Intracellular calcium ion and p38 mitogen-activated protein kinase, two critical signaling molecules in regulating human β-defensin-2 (hBD-2) expression, were previously shown to activate cytosolic phospholipase A₂ (cPLA₂), a key enzyme for the generation of various lipid inflammatory mediators.
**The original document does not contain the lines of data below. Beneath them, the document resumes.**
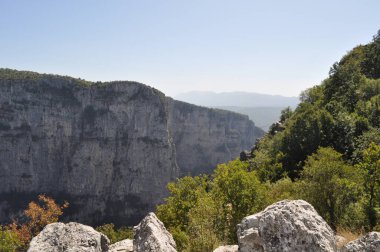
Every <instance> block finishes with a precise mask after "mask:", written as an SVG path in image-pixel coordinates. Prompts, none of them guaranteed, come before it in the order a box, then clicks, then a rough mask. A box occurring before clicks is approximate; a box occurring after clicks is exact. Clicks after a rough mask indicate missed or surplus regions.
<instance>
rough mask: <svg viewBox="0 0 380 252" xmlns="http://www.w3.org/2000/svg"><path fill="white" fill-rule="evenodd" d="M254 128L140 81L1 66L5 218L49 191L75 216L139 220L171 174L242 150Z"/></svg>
mask: <svg viewBox="0 0 380 252" xmlns="http://www.w3.org/2000/svg"><path fill="white" fill-rule="evenodd" d="M7 71H8V72H9V74H6V72H7ZM255 129H257V128H255V127H254V124H253V123H252V122H251V121H249V120H248V117H247V116H243V115H239V114H235V113H232V112H226V111H221V110H215V109H207V108H202V107H198V106H194V105H191V104H187V103H183V102H177V101H175V100H173V99H171V98H169V97H166V96H165V95H164V94H163V93H161V92H159V91H157V90H155V89H153V88H151V87H148V86H145V85H143V84H139V83H135V82H110V83H88V82H84V81H83V80H78V79H73V78H69V77H62V76H55V75H40V74H35V73H25V72H18V71H10V70H1V69H0V139H1V141H0V195H1V197H0V210H1V211H0V222H9V221H11V219H12V217H15V216H12V214H13V213H15V212H17V210H22V209H24V208H25V207H26V206H27V204H28V202H30V201H31V200H34V199H35V197H36V195H37V194H39V193H47V192H48V194H49V196H51V197H54V198H57V199H65V200H67V201H69V203H70V210H69V211H67V212H66V213H65V216H66V217H67V220H75V221H79V222H81V223H85V224H91V225H92V226H96V225H100V224H103V223H116V222H117V223H118V224H119V225H136V224H137V223H138V222H139V221H140V220H141V219H142V218H143V217H144V216H145V215H146V214H147V213H148V212H149V211H152V210H154V206H155V205H156V204H158V203H161V202H162V199H163V198H164V197H165V196H166V195H167V190H166V184H167V183H168V182H170V181H173V180H174V179H176V178H177V177H179V176H181V175H185V174H196V173H199V172H207V171H210V170H211V169H212V168H213V167H215V166H216V164H218V163H223V162H226V161H228V160H229V159H233V158H235V157H237V156H238V155H239V153H240V151H242V150H244V149H250V148H251V145H252V144H253V143H254V141H255V138H256V137H257V135H255Z"/></svg>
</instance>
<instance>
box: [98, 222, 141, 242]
mask: <svg viewBox="0 0 380 252" xmlns="http://www.w3.org/2000/svg"><path fill="white" fill-rule="evenodd" d="M95 229H96V231H98V232H101V233H103V234H105V235H106V236H107V237H108V238H109V239H110V244H114V243H115V242H118V241H122V240H125V239H133V235H134V234H133V229H132V228H130V227H124V226H123V227H120V228H115V225H114V224H113V223H110V224H104V225H102V226H99V227H97V228H95Z"/></svg>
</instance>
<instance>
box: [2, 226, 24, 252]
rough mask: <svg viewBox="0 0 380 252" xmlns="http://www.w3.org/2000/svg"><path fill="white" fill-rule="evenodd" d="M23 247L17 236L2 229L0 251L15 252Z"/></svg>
mask: <svg viewBox="0 0 380 252" xmlns="http://www.w3.org/2000/svg"><path fill="white" fill-rule="evenodd" d="M20 247H21V242H20V240H19V239H18V238H17V235H16V234H15V233H14V232H12V231H11V230H8V229H6V228H1V227H0V251H9V252H14V251H16V249H17V248H20Z"/></svg>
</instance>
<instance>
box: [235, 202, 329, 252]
mask: <svg viewBox="0 0 380 252" xmlns="http://www.w3.org/2000/svg"><path fill="white" fill-rule="evenodd" d="M237 234H238V241H239V252H248V251H335V250H336V245H335V238H334V233H333V231H332V230H331V228H330V227H329V226H328V224H327V223H326V222H325V221H324V220H323V219H322V217H321V216H319V215H318V213H317V212H316V211H315V209H314V208H313V207H312V206H311V205H310V204H309V203H307V202H306V201H303V200H293V201H289V200H283V201H279V202H277V203H275V204H273V205H270V206H268V207H267V208H266V209H265V210H264V211H262V212H260V213H257V214H254V215H251V216H248V217H245V218H244V219H243V220H242V222H241V224H239V225H238V232H237Z"/></svg>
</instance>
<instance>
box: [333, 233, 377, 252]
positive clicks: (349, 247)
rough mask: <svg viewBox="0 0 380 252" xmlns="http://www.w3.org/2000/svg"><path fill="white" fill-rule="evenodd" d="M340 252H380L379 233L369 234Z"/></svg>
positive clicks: (366, 235)
mask: <svg viewBox="0 0 380 252" xmlns="http://www.w3.org/2000/svg"><path fill="white" fill-rule="evenodd" d="M340 251H341V252H357V251H365V252H379V251H380V232H370V233H368V234H366V235H365V236H363V237H361V238H360V239H357V240H354V241H351V242H349V243H347V244H346V246H344V247H343V248H342V249H341V250H340Z"/></svg>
Objectives: We tested the hypothesis whether hBD-2 mRNA up-regulation in human gingival epithelial cells (HGECs) was mediated by cPLA₂ activation. Methods: HGECs were stimulated with either 10 μg/ml of Fusobacterium nucleatum cell wall extract or 10 ng/ml of phorbol 12-myristate 13-acetate (PMA) in the absence or presence of aristolochic acid (ARA) or 4-bromophenacyl bromide (4-BPB), two PLA₂ inhibitors. Total RNA was harvested and analyzed for cPLA₂ and hBD-2 expression by RT-PCR. Whole cell lysates were extracted and analyzed for the presence of phosphorylated cPLA₂ and cPLA₂ by Western blot. Results: cPLA₂ mRNA was constitutively expressed in HGECs, yet PMA inhibited its mRNA expression in a dose-dependent manner, suggesting a negative feedback mechanism. The kinetics study showed that this inhibition was remarkable after HGECs were stimulated with PMA for 12 h. Interestingly, activation of cPLA₂ by phosphorylation at serine 505 residue was observed from 30 min to 3 h and 1 to 12 h for HGECs stimulated with Fusobacterium nucleatum and PMA, respectively. HBD-2 mRNA up-regulation by Fusobacterium nucleatum was inhibited by pretreatment with 10 μM ARA and 20 μM 4-BPB by 4.6 and 2.3 fold, respectively, suggesting involvement of cPLA₂ in regulating hBD-2 mRNA expression. Conclusion: These results demonstrate the involvement of cPLA₂ in hBD-2 mRNA up-regulation by Fusobacterium nucleatum in addition to phospholipase D, an upstream signaling molecule, as previously reported. This study was supported by the Thailand Research Fund, Grant no. RMU5080035, and the Center for Innovation in Chemistry: Postgraduate Education and Research Program in Chemistry.